Hacker News and Reddit have very different user audiences but each have their share of ‘my experience is the world’ navel gazers. This is a plus: the comments are fascinating to read. The Andreessen Horowitz site posted a piece by Avery Segal, Remember QR Codes? They’re More Powerful Than You Think. Somebody posted it to Hacker and somebody else posted a link to my Transit Gate Evolution piece in the comments. I think it’s hilarious and insightful that somebody can look at the same QR code transit video in the piece and write, “The QR code video shows a ton of people going through the turnstiles quite fast.” A ton? Fast? I guess the commentator never experienced rush hour Shinjuku station gates.

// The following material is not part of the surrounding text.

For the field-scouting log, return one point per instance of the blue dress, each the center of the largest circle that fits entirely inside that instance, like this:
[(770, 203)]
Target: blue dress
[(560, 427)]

Segal’s piece is a simple Mainland China travelog highlighting all the things people can do with a WeChat/Alipay account and WeChat Pay/Alipay integrated QR Code smartphone apps there. There is very little analysis and the opening paragraph reads more like PR, which it probably is. After all, Andreessen Horowitz is a venture capital firm though I can’t figure out if Segal is trying to sell WeChat/Alipay or QR.
Companies in the US have been slow to adopt QR codes, but those who dismiss them as having “been around forever but never taken off” underestimate their wide-ranging potential. Camera-based solutions like QR codes (or facial recognition, for that matter) can make traditionally clunky user experiences seamless and intuitive. QR codes connect our online identity to the offline world, allowing users to essentially log in to physical locations—and bring their data with them. This delivers a number of benefits: brands learn user preferences, while customers gain a more tailored and social experience, as well as perks like automatic loyalty programs built into every transaction.
The Hacker News crowd discusses the pros and cons of QR vs NFC, but I think that they along with Segal completely miss the point: it’s not the technology, it’s the service layers built on top of it and how well they integrate that really matters. Actually it’s the only thing that matters.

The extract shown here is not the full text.